Here is a quote about your habits that’s based on something everyone’s heard before, but with one brutal line added that most people don’t want to hear.
The original quote says:
If your habits don’t reflect your dreams and goals, change your habits.
Simple enough. Work harder. Be more disciplined. Align your actions with your aspirations. It’s the kind of advice coaches give all the time.
However, add one truth-telling line: OR change your dreams and goals.
That line forces you to face reality. Either your dreams are serious enough to change your habits, or your habits reveal what you actually want. You can’t have both. You have to choose.
College football coaches hear players say “I want to play in the NFL” while their actions said something completely different. Late to practice. Skipping film sessions. Half-effort in the weight room.
Many coaches aren’t buying it anymore. “Don’t lie to yourself. Do you really want to be a first-round draft pick and you’re doing this?”
Most people lie to themselves about their discipline and commitment level. They say they want greatness while being average is good enough. They talk about championships while cutting corners nobody sees. They claim big dreams while choosing small habits.
The gap between what they say and what they do is massive, and they pretend not to notice.
The additional line eliminates that self-deception. Your habits are the truth. Not your words. Not your intentions. Not what you say when someone asks about your goals.
Your habits are the mirror that doesn’t lie. And if your habits don’t match your dreams, one of them has to change.
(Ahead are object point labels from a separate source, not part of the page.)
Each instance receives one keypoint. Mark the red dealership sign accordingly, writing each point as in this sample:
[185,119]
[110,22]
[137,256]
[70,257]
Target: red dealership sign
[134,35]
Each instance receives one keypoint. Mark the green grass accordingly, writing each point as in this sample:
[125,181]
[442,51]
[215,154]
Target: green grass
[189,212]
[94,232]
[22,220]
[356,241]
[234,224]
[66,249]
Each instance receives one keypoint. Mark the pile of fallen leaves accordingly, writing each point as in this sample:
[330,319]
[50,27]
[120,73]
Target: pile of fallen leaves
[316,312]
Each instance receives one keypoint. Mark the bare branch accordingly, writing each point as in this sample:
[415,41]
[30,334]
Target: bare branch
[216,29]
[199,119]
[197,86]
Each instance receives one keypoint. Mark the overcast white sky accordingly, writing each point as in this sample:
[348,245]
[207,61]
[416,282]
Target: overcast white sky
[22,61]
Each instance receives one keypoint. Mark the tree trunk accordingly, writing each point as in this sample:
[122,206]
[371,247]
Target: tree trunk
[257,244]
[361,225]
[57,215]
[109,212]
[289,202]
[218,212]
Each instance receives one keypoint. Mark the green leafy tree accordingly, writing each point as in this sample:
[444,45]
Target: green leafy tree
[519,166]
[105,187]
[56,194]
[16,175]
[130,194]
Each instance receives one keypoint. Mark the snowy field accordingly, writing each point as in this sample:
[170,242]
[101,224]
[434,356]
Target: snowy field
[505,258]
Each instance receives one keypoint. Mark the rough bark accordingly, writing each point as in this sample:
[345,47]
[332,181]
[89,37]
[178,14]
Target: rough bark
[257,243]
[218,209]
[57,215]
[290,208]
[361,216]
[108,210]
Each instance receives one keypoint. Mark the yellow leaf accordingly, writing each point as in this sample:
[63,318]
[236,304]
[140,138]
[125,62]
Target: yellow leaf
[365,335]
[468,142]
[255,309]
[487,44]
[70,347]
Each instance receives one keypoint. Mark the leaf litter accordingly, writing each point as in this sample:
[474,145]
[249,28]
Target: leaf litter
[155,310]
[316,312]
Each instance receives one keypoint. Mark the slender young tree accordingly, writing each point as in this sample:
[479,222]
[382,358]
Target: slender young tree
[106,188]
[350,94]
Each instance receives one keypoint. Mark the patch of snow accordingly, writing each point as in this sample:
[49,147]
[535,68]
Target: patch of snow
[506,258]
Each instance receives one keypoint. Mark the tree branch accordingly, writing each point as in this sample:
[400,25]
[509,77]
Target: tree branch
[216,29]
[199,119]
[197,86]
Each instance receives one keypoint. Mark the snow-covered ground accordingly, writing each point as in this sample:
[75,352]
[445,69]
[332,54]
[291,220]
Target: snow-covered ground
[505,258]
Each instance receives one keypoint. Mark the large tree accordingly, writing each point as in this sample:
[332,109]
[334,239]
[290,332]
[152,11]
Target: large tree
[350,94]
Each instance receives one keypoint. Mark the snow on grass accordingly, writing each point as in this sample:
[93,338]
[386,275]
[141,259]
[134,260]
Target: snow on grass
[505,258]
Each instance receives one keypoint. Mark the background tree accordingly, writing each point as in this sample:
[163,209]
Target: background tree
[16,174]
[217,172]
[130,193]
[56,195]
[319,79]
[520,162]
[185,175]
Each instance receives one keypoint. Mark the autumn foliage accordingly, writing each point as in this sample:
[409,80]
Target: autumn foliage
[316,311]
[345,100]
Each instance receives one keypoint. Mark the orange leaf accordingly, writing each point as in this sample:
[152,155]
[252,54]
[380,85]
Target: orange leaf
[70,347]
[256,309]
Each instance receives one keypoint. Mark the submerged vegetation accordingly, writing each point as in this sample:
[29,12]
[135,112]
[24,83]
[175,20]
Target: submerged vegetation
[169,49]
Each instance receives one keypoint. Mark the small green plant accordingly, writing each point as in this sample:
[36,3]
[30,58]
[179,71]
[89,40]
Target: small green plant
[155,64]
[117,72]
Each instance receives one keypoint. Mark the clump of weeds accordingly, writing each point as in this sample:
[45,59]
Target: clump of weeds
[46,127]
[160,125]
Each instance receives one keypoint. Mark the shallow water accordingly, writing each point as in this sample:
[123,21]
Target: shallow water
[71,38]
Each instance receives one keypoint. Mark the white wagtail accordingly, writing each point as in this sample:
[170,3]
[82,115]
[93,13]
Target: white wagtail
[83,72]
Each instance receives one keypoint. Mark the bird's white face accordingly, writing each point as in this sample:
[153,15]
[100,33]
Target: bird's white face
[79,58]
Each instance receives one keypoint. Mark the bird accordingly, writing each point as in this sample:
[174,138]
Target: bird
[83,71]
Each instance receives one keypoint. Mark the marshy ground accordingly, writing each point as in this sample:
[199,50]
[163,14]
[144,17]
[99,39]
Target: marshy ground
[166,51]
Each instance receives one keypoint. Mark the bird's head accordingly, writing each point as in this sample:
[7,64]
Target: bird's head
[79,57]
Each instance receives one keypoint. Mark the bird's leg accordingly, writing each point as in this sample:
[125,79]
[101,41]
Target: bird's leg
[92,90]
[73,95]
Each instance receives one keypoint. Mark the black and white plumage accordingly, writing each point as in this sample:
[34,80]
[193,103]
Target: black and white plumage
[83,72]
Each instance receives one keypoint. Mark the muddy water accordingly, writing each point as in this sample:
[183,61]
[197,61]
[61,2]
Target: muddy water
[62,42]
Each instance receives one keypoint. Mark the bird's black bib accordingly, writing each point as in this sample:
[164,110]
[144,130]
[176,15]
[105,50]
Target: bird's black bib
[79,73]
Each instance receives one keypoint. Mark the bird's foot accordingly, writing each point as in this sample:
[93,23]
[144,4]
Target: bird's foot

You can’t have championship dreams with average habits. You can’t want to be great while acting like mediocrity is acceptable. Either elevate your habits to match your goals, or lower your expectations to match your effort. But stop lying to yourself about what you really want.
So ask yourself: do your habits reflect your dreams? If not, which one are you changing? Because keeping both while they contradict each other is just lying to yourself. And that’s the one lie you can’t afford to keep telling.